The damage to water supplies is alarming. Cruise through Greene County and you will see ugly 1,000-gallon tanks dotting the landscape. The coal companies supply residents with these so-called "water buffaloes" after longwall mining causes their groundwater to vanish, as most coal country residents aren’t hooked up to municipal water utilities. "My well was 10 feet deep when I first moved here," Shields says. "Now it’s 200 feet and the water is brackish. Even after treatment with chemicals, it tastes lousy." The tanks are no solution for the aquatic life that lived in the now-ruined springs, or the animals that drank from them, notes the Raymond Profitt Foundation, a Philadelphia-based nonprofit group that studies mining effects.
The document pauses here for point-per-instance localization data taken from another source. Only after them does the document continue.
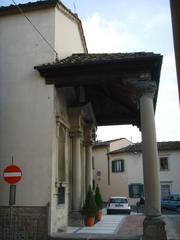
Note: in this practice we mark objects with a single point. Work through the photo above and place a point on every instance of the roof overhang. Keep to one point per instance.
(104, 82)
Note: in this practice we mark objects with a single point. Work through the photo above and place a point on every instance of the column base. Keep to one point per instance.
(154, 228)
(76, 219)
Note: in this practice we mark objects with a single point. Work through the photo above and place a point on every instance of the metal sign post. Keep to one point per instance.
(12, 174)
(12, 195)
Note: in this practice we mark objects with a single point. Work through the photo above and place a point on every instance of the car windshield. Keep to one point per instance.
(118, 200)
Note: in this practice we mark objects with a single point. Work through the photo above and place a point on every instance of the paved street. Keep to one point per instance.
(120, 227)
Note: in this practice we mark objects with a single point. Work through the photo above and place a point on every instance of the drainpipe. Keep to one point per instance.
(108, 166)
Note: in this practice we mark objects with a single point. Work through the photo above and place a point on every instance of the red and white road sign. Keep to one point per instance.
(12, 174)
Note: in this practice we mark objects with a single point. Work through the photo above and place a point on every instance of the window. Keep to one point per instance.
(136, 190)
(164, 163)
(93, 163)
(165, 190)
(118, 165)
(61, 195)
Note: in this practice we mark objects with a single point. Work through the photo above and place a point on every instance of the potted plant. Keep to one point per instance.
(99, 203)
(89, 208)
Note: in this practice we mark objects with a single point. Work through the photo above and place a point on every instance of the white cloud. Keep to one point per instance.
(158, 20)
(167, 111)
(113, 36)
(108, 36)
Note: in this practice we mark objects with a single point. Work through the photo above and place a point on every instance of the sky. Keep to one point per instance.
(131, 26)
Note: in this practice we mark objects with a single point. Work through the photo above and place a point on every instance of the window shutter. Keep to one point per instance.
(122, 165)
(113, 166)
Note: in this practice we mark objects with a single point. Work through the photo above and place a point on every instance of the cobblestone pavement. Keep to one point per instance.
(125, 228)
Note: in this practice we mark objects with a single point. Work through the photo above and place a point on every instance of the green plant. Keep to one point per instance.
(98, 198)
(89, 208)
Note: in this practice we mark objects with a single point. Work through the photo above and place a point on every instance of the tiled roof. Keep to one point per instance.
(5, 10)
(162, 146)
(94, 58)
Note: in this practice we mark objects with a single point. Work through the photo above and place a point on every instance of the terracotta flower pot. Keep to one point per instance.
(99, 215)
(90, 221)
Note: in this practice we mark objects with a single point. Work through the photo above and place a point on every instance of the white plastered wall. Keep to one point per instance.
(26, 105)
(67, 35)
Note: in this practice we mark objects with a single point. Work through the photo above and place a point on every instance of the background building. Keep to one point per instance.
(121, 169)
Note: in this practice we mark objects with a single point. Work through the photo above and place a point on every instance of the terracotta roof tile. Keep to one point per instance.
(98, 58)
(162, 146)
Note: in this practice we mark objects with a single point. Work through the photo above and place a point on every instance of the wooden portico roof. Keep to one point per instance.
(103, 80)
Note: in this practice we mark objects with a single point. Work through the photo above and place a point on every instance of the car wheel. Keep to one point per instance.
(178, 208)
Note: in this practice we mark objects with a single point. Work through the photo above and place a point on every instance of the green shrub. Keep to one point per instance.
(98, 198)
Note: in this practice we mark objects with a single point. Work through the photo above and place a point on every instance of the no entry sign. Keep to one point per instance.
(12, 174)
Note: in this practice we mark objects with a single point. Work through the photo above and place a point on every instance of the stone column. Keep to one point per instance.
(88, 155)
(76, 136)
(153, 226)
(76, 171)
Pennsylvania’s current mining law stipulates that coal companies may destroy private property and water supplies if they fix them after the fact. Property owners contend, however, they must live in chaos while the mining companies legally take up to three years to complete repairs. Even then, homeowners often complain of shoddy workmanship.
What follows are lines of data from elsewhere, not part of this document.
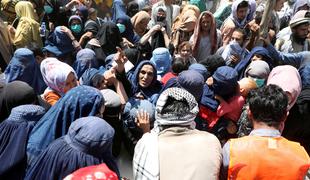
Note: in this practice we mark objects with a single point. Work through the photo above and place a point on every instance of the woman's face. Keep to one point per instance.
(146, 76)
(71, 82)
(141, 26)
(257, 57)
(186, 51)
(205, 23)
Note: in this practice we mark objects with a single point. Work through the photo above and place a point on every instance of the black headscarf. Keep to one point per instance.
(14, 94)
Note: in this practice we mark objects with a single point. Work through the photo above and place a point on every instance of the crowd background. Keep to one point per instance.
(177, 84)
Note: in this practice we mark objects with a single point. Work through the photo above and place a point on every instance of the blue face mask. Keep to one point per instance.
(121, 27)
(48, 9)
(77, 28)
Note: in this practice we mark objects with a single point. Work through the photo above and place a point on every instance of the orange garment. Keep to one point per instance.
(51, 97)
(256, 157)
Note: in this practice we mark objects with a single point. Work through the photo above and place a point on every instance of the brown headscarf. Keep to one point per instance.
(137, 18)
(185, 22)
(212, 34)
(6, 48)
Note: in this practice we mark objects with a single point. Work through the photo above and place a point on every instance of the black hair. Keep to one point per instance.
(175, 107)
(179, 64)
(213, 62)
(268, 105)
(243, 4)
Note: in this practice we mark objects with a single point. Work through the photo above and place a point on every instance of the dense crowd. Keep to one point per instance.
(196, 89)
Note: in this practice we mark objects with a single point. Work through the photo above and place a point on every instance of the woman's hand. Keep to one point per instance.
(143, 121)
(120, 59)
(68, 32)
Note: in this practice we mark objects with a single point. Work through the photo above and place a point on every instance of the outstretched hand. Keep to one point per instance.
(143, 121)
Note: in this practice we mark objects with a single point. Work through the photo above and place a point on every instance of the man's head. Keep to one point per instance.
(279, 5)
(238, 35)
(300, 25)
(268, 105)
(242, 10)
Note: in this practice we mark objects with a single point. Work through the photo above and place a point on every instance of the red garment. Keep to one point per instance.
(93, 173)
(167, 77)
(265, 158)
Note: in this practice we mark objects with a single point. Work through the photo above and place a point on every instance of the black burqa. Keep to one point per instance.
(14, 133)
(108, 38)
(14, 94)
(81, 147)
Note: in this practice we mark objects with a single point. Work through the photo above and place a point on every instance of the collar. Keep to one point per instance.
(265, 132)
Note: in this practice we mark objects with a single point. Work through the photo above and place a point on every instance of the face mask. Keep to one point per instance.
(48, 9)
(160, 18)
(77, 28)
(260, 82)
(121, 27)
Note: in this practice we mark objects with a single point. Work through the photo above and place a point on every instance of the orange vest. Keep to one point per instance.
(255, 157)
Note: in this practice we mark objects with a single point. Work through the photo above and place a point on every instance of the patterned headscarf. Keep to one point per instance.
(287, 77)
(212, 34)
(187, 119)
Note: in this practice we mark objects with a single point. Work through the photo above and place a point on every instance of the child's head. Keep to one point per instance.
(246, 85)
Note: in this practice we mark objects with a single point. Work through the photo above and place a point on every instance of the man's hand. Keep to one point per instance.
(143, 121)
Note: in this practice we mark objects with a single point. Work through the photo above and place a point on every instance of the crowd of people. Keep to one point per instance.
(190, 89)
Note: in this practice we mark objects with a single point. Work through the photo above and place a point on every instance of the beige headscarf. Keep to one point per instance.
(27, 30)
(137, 18)
(185, 22)
(6, 48)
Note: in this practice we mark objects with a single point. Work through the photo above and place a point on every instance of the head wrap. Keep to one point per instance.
(288, 78)
(187, 118)
(257, 69)
(147, 92)
(200, 69)
(212, 34)
(55, 74)
(225, 81)
(81, 147)
(91, 77)
(138, 18)
(59, 43)
(81, 101)
(14, 94)
(162, 60)
(23, 67)
(85, 59)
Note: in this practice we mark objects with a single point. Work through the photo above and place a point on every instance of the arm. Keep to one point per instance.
(149, 34)
(166, 37)
(121, 91)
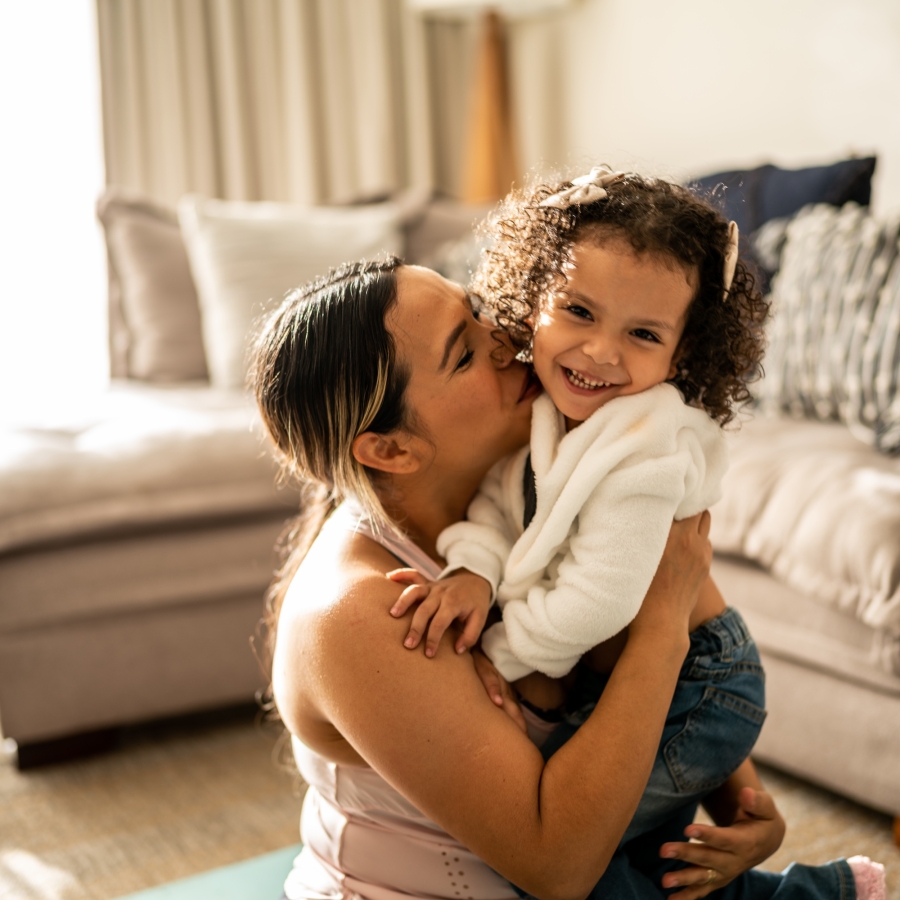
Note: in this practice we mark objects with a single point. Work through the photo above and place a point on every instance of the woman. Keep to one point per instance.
(381, 384)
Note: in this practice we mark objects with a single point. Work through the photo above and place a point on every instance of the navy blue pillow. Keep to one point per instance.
(751, 197)
(754, 196)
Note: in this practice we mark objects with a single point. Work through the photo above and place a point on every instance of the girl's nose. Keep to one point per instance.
(602, 349)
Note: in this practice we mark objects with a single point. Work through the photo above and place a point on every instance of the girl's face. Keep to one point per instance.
(468, 395)
(612, 329)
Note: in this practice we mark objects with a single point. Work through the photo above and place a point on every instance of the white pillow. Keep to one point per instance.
(246, 256)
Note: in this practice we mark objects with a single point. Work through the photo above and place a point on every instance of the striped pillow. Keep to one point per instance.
(834, 336)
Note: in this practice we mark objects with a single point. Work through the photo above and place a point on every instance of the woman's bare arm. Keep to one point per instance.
(428, 727)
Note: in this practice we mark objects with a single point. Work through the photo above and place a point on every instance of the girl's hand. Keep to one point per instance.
(724, 853)
(498, 689)
(462, 597)
(681, 573)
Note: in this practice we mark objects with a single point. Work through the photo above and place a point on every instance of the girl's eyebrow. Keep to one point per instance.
(642, 323)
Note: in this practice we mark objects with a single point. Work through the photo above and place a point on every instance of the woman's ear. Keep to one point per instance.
(391, 453)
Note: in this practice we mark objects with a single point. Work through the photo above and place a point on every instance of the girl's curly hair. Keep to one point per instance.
(723, 342)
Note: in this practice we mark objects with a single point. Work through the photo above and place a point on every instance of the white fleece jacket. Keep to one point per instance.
(607, 493)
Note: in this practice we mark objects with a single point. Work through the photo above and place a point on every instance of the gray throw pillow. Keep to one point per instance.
(834, 336)
(155, 332)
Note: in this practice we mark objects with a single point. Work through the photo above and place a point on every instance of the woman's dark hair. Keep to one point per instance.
(325, 370)
(722, 345)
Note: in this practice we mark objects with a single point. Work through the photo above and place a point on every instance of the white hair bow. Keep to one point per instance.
(731, 253)
(585, 189)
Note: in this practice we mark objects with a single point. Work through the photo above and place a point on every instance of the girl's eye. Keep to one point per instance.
(464, 360)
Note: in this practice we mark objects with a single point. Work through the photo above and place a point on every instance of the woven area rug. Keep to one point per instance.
(260, 878)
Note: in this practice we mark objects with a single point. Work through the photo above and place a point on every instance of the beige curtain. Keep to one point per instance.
(308, 101)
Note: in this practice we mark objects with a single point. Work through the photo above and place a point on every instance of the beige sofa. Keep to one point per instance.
(136, 544)
(137, 532)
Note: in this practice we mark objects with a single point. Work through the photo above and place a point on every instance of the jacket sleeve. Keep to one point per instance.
(483, 541)
(611, 558)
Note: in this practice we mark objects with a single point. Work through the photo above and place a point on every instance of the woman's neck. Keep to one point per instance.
(424, 506)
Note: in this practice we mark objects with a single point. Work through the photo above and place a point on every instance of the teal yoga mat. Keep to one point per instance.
(260, 878)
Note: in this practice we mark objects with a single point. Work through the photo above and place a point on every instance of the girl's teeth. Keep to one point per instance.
(582, 382)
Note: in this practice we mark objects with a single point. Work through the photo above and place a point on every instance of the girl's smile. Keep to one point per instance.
(613, 329)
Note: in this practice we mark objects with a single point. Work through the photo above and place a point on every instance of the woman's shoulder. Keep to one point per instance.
(336, 606)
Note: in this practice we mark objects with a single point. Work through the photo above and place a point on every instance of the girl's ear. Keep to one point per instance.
(391, 453)
(677, 356)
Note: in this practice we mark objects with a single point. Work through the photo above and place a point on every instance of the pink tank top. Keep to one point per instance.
(361, 838)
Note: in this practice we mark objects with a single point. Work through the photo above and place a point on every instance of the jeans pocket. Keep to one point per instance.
(717, 737)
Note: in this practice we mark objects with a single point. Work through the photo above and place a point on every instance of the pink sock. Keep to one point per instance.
(868, 877)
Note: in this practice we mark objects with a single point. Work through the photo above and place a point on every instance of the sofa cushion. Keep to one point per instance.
(834, 336)
(246, 256)
(153, 307)
(820, 510)
(138, 457)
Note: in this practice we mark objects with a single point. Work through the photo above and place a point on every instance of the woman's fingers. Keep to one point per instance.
(703, 855)
(474, 625)
(413, 594)
(440, 622)
(421, 617)
(491, 679)
(695, 881)
(719, 838)
(407, 576)
(499, 689)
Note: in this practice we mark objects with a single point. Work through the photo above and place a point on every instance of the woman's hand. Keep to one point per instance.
(721, 854)
(498, 689)
(681, 573)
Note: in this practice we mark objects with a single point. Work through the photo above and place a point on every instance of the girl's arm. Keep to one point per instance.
(430, 730)
(615, 490)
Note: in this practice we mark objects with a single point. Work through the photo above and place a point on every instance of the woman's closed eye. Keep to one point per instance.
(579, 311)
(464, 360)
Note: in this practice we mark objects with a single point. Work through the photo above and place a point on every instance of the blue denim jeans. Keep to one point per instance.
(635, 873)
(715, 717)
(716, 714)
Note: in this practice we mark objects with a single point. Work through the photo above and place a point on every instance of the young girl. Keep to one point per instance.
(644, 329)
Eighty-Four Mining Company plowed underneath Marian and Dan Plovics" Washington County, Pennsylvania home in 1997. The house began to tilt that Christmas Eve, finally resting at a 25-inch diagonal slant. Walls separated from floors, and hairline cracks looked like tiny veins along the ceilings. The Plovics" well water disappeared.

Living on a slope made Marian Plovic physically sick, she says. "It tore the scar tissue from my gall bladder surgery and gave me five hernias." Dan Plovic broke down in tears one evening at dinner, watching the peas roll off his tilted plate and onto the floor.
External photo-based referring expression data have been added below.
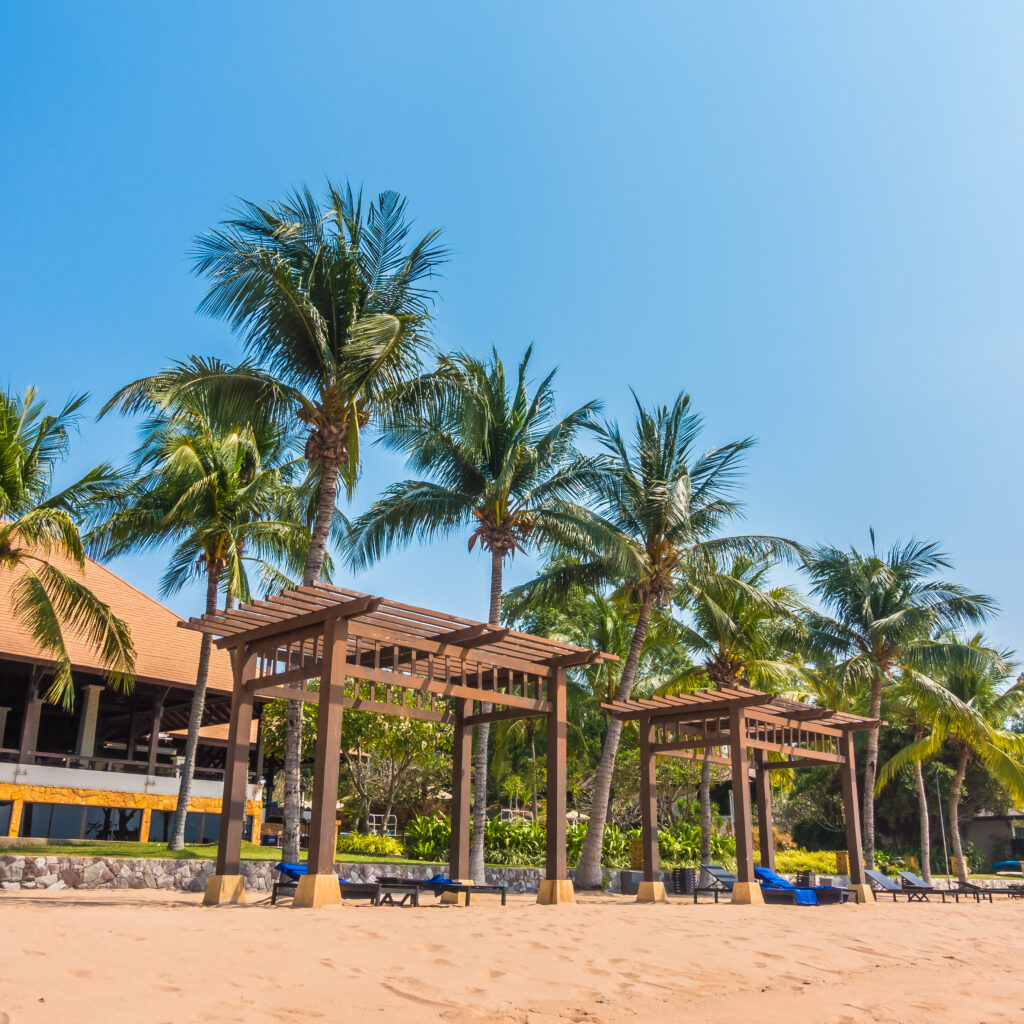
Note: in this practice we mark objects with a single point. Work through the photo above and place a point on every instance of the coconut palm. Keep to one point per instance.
(973, 725)
(658, 505)
(880, 614)
(499, 464)
(39, 527)
(743, 632)
(220, 487)
(333, 302)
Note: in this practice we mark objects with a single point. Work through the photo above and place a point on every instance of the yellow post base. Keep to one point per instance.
(452, 899)
(556, 891)
(224, 889)
(747, 892)
(317, 890)
(862, 894)
(651, 892)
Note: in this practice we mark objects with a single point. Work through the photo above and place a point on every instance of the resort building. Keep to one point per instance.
(109, 769)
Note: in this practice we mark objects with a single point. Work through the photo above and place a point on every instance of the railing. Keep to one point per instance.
(109, 764)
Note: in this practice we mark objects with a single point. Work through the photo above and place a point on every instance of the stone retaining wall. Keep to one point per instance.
(27, 871)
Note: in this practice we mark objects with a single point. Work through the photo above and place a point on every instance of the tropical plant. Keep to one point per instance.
(880, 614)
(41, 547)
(974, 726)
(218, 483)
(334, 304)
(658, 505)
(499, 462)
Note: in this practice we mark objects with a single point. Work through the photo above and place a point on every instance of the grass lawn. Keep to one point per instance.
(198, 852)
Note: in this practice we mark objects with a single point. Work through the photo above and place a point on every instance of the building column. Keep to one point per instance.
(30, 727)
(766, 825)
(745, 889)
(651, 890)
(86, 743)
(462, 765)
(320, 886)
(851, 813)
(556, 887)
(227, 886)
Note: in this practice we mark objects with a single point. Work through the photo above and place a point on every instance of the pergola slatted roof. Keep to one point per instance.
(408, 625)
(697, 704)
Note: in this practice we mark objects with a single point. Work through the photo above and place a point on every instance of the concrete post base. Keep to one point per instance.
(452, 899)
(556, 891)
(317, 890)
(747, 892)
(222, 889)
(862, 893)
(651, 892)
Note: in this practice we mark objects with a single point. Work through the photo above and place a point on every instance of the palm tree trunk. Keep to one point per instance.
(483, 736)
(954, 815)
(320, 536)
(926, 839)
(195, 716)
(870, 770)
(705, 810)
(589, 873)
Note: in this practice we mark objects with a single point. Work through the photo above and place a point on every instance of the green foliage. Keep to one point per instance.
(382, 846)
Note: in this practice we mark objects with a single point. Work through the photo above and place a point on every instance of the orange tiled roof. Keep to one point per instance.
(164, 653)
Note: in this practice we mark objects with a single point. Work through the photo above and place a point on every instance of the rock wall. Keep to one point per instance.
(26, 871)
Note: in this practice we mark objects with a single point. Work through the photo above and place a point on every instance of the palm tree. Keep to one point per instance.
(499, 462)
(880, 615)
(658, 505)
(738, 625)
(332, 301)
(220, 488)
(974, 725)
(36, 524)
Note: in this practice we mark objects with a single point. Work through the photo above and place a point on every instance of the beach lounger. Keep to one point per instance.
(918, 889)
(289, 876)
(439, 885)
(804, 895)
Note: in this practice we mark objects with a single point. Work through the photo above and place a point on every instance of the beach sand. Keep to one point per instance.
(156, 956)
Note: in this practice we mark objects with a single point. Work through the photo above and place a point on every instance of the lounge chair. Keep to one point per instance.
(804, 895)
(439, 885)
(289, 876)
(723, 881)
(918, 888)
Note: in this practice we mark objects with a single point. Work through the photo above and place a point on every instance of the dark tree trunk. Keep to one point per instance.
(482, 738)
(589, 873)
(195, 716)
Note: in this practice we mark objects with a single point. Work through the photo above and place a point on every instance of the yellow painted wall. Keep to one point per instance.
(145, 802)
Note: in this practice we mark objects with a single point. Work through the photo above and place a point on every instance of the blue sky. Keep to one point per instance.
(807, 215)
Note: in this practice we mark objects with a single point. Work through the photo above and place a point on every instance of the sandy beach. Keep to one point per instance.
(155, 956)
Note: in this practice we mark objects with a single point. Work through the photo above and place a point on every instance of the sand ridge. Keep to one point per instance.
(156, 956)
The mining company moved the couple out of the house while it patched up the damage, Marian Plovic says. "But my husband spent every day for two years repairing things that weren’t fixed properly. For 35 years, we’d never had more than a $40 gas bill, but for our first month back in the house, it was $184 because they hadn’t sealed all the cracks." Five years after being undermined, "numerous little things" remain out of whack, she says, adding that a six-page complaint with the Pennsylvania Department of Environmental Protection (DEP) was rejected. "They feel that because I can live in the house, it’s fine."

The Plovics blame the DEP for allowing mining tycoons to violate clean water laws and bring down property values. Filippelli agrees, joking that, under Republican leadership that has been slow to enforce mining regulations, the agency’s acronym should stand for the "Department of Environmental Pillage." She isn’t pushing for an end to mining; she simply wants to see Pennsylvania lawmakers amend longwall regulations to protect property owners.

And her group, the Tri-State Citizens Mining Network, may finally be making headway. Earlier this year, Pennsylvania State Representative Camille "Bud" George (D-Clearfield County) introduced the Coal Communities Fairness Act, which would require coal companies to investigate effects of longwall mining on property and water supplies before a project begins. It would also prohibit mining under most roads, historic properties and public utilities, and require permanent water supplies to be provided within 90 days when wells are disrupted.

But George Ellis, president of the Pennsylvania Coal Association, says that in his 20 years of working as a lobbyist for the industry, the status quo has ruled in Harrisburg. "I don’t see much change in how the department operates," Ellis notes.